Anchors Aweigh

by Irvine Nugent

When I was 12, my father decided to chase a long-held dream: buying a boat. He had no experience sailing but was convinced it would be easy. After years of scanning magazines and newspapers, he finally found what he believed was the perfect deal—an old fishing boat in Inverness, Scotland. My mother was skeptical, especially about the boat's location, but she knew better than to stand in the way of one of his missions. Dad hired a captain to sail it to Northern Ireland—a two-day trip—and invited me to join. I couldn’t imagine a greater adventure.

When we arrived, the boat and captain were waiting. Two moments from that trip have stuck with me. First, I got incredibly seasick on day one—the worst I’d ever felt. Second, that night, the anchor broke. I was woken by the captain explaining we were drifting. In my half-sleep panic, I imagined us crashing ashore. My father must have thought the same, but the captain calmly reassured us. Sure enough, by the next evening, we arrived home safely.

That experience of being adrift has stayed with me in more ways than one. There have been seasons in my life when adrift was the only word that truly fit. Jobs that once sparked excitement began to feel dull and disconnected, drained of the meaning they once held. The work hadn't necessarily changed—but something in me had. Over time, I realized I wasn't alone. I’ve had countless conversations with leaders and peers who shared the same feeling: the slow drift from purpose, the quiet question of “Is this all there is?” It’s a common part of the human experience—especially as the shine of something new inevitably fades. But that doesn’t mean we should ignore it. In fact, it’s often a signal, a gentle prompt to look deeper. Beneath the surface, it raises a powerful question: What are we really anchored to? What keeps us grounded when the waves pick up or the excitement dies down? Without an anchor—whether it’s a sense of purpose, a clear set of values, or a deeper “why”—it’s easy to lose our way, even when everything looks fine from the outside.

Life is full of choices. Some are monumental, with far-reaching consequences, while others are the small, everyday decisions we make almost on autopilot. But behind nearly all of them—big or small—lie our values. These internal compasses shape the kind of person we are or strive to become. They influence the people we choose to work with, the friendships we nurture, and the direction we take in life. Our values quietly declare what truly matters to us—and just as importantly, what doesn’t. When we drift from them or ignore them altogether, the effects are rarely loud at first, but they add up: stress, dissatisfaction, burnout, disconnection. The toll is not just mental and emotional—it’s deeply spiritual. Our work suffers. Our relationships weaken. And we lose our sense of purpose.

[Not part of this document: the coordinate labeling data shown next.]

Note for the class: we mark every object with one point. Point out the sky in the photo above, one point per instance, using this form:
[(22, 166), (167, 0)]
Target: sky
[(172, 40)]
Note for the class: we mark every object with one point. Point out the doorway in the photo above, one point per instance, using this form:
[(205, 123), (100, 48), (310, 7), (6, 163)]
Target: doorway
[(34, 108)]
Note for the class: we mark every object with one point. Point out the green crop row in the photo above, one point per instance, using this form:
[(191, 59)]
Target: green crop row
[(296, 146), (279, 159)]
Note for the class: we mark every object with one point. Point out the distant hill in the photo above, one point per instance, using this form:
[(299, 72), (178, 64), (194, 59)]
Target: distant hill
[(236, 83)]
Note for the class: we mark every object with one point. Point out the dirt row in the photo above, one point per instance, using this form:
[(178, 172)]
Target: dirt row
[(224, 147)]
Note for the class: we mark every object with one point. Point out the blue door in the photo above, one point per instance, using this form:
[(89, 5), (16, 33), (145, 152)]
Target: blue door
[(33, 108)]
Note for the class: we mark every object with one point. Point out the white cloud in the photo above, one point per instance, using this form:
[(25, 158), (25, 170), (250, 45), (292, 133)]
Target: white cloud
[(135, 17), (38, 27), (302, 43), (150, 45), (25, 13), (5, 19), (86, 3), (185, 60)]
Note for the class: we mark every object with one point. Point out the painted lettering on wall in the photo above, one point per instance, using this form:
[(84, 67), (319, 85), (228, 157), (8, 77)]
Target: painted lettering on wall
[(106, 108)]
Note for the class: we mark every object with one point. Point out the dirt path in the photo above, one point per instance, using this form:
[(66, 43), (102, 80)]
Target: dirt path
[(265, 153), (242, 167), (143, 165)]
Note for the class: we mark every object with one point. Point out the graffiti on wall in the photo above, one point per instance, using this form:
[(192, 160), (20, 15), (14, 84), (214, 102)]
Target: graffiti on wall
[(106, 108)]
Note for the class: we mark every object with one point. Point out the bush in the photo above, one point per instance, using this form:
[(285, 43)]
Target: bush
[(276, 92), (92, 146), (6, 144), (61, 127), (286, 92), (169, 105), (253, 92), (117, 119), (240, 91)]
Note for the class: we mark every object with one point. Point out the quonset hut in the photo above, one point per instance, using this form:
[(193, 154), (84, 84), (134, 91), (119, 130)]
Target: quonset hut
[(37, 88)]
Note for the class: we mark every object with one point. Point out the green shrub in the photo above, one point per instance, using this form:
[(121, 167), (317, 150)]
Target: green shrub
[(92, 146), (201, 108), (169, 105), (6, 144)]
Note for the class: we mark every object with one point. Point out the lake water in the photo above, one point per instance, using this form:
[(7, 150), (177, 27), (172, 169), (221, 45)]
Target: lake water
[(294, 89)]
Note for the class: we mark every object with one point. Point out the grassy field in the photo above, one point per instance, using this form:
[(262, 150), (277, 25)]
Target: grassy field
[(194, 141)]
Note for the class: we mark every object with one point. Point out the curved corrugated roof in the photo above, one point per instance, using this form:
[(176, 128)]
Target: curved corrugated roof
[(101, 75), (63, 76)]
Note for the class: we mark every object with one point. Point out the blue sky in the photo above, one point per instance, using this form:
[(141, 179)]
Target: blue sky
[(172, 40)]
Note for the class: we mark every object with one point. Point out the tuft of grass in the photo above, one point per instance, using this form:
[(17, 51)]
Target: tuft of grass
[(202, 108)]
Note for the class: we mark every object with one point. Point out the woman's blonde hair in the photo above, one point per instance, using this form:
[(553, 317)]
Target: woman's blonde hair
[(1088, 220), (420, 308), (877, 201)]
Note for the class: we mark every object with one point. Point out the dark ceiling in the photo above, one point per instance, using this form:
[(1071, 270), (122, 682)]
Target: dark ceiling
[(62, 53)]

That’s why it’s critical to take the time to uncover and name our core values. Some stay constant throughout our lives, forming the foundation of who we are. Others shift as we grow, shaped by life experiences, challenges, and transformations. In moments when we feel lost, stuck, or unfulfilled, it’s worth asking: Am I living in alignment with what I say matters most?

If the answer is no, don’t rush to fix it. Be curious instead. Reconnect with your values. Let them be a lens, a filter, a map. Because when our actions reflect our values, we show up more fully—in our work, in our relationships, and in our lives. In the end, your values are not just abstract ideas. They are your north star. And if you don’t choose to follow them, something—or someone—else will choose for you.